-
Notifications
You must be signed in to change notification settings - Fork 386
TDF Format
The ".tdf" file format is an indexed, compressed binary file format to support the display of numeric data. It was developed simultaneously with, and is similar in purpose, to the UCSC "bigWig" format. For must use cases we now recommend the "bigWig" format is it is widely used across many tools, while "tdf" is limited in use to IGV.
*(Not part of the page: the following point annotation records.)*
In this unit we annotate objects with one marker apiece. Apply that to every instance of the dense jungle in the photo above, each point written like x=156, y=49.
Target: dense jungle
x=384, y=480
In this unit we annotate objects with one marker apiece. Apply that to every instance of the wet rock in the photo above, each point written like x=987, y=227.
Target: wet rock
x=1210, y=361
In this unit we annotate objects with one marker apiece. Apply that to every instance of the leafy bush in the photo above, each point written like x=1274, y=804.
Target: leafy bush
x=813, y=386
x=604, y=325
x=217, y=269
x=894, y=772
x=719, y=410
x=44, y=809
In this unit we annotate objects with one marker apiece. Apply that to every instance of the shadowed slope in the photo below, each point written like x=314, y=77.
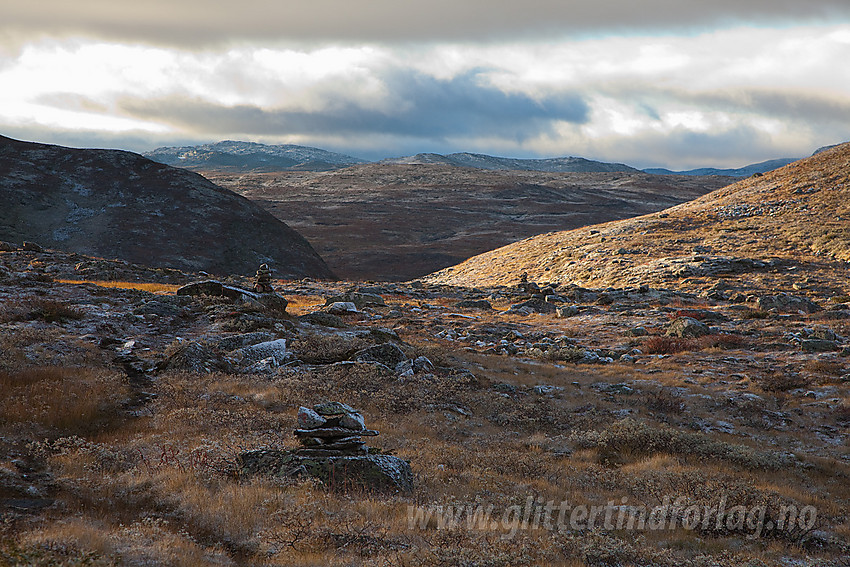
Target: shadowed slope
x=120, y=205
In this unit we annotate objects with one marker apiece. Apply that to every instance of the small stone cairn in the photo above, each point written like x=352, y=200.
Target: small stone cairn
x=263, y=279
x=332, y=429
x=333, y=452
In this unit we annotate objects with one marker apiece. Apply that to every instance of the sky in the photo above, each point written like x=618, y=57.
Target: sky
x=669, y=83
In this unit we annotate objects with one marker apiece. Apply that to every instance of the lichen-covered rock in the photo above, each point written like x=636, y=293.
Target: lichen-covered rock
x=342, y=307
x=196, y=357
x=254, y=353
x=309, y=419
x=323, y=319
x=386, y=353
x=687, y=327
x=234, y=342
x=372, y=472
x=331, y=409
x=787, y=303
x=819, y=345
x=474, y=304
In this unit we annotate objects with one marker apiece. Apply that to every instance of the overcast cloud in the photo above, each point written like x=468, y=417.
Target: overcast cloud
x=679, y=84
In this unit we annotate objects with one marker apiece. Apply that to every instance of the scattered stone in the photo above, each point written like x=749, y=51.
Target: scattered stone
x=263, y=279
x=504, y=388
x=387, y=353
x=535, y=304
x=196, y=357
x=323, y=319
x=607, y=388
x=333, y=452
x=215, y=288
x=341, y=308
x=545, y=389
x=474, y=304
x=360, y=299
x=818, y=345
x=31, y=247
x=385, y=473
x=309, y=419
x=687, y=327
x=787, y=304
x=273, y=302
x=567, y=311
x=275, y=349
x=234, y=342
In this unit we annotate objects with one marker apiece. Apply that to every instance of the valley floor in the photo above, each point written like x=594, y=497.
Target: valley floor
x=560, y=426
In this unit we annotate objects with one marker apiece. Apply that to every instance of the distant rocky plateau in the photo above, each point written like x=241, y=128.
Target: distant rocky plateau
x=117, y=204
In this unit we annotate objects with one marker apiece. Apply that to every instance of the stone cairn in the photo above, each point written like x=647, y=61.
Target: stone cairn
x=332, y=429
x=263, y=279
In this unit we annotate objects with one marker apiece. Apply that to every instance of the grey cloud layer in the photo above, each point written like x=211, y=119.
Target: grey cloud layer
x=421, y=107
x=188, y=22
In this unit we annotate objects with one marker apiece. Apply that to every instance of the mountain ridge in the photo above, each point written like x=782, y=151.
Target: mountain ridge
x=746, y=171
x=118, y=204
x=487, y=162
x=797, y=214
x=230, y=154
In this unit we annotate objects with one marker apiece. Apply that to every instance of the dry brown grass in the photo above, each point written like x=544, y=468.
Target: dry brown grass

TDF files are created with igvtools. Input formats include wig and bedgraph as well as the IGV specific ".igv" and ".cn" formats. TDF files representing alignment coverage can also be created directly from .bam files using igvtools.
Header
Tiles
Datasets
Groups
Master Index
Field | Description | Type | Value |
---|---|---|---|
magic | TDF magic number | int | TDF\0 |
version | format version number | int | |
indexPosition | file position of index section | int | |
indexSize | size in bytes of index section | int | |
headerSize | size in bytes of the remainder of the header section | int | |
nWindowFunctions | number of window functions | int | |
List of window functions | |||
windowFunction | window function name | string | mean median min max percentile2 percentile10 percentile90 percentile98 stddev count density |
End list of window functions | |||
trackType | string | ||
trackLine | UCSC style track line | string | |
nTracks | number of tracks | int | |
List of track names (n = nTracks) | |||
trackName | name of track | string | |
*End list | |||
genomeId | genome identifier (e.g. hg19) | string | |
flags | Flags | int |
This section contains tiles of data. A tile represents a region of the genome at a specific zoom (resolution) level. Each tile is referenced by a tile index entry of a dataset.
Field | Description | Type | Value |
---|---|---|---|
type | tile format | string | fixedStep variableStep bed bedWithName |
Remainder according to type |
Field | Description | Type | Value |
---|---|---|---|
nPositions | Number of genomic positions | int | |
start | genomic start position (zero based) | int | |
span | genomic span for each data point | float | |
List of data points. Track order first. (n= nTracks X nPositions) | |||
datum | data value for track and position | float | |
End list |
Field | Description | Type | Value |
---|---|---|---|
tileStart | genomic position for start of tile | int | |
span | genomic span for each data point | float | |
nPositions | Number of genomic positions | int | |
List of data start positions | |||
start | genomic start position (zero based) | int | |
End list | |||
List of data points. Track order first. (n= nTracks X nPositions) | |||
datum | data value for track and position | float | |
End list |
Field | Description | Type | Value |
---|---|---|---|
nPositions | Number of genomic positions | int | |
List of data start positions. (n= nPositions) | |||
start | genomic start position (zero based) | int | |
End list | |||
List of data end positions. (n= nPositions) | |||
end | genomic end position | int | |
End list | |||
nSamples | Number of samples. Ignored | ||
List of data points. Track order first. (n= nTracks X nPositions) | |||
datum | data value for track and position | float | |
End list | |||
Optional feature names (type = bedWithName) | |||
List of feature names (n=nPositions) | |||
name | feature name | string | |
End list |
A dataset is a container for tiles of data at a given zoom level. Tiles are referenced by file position.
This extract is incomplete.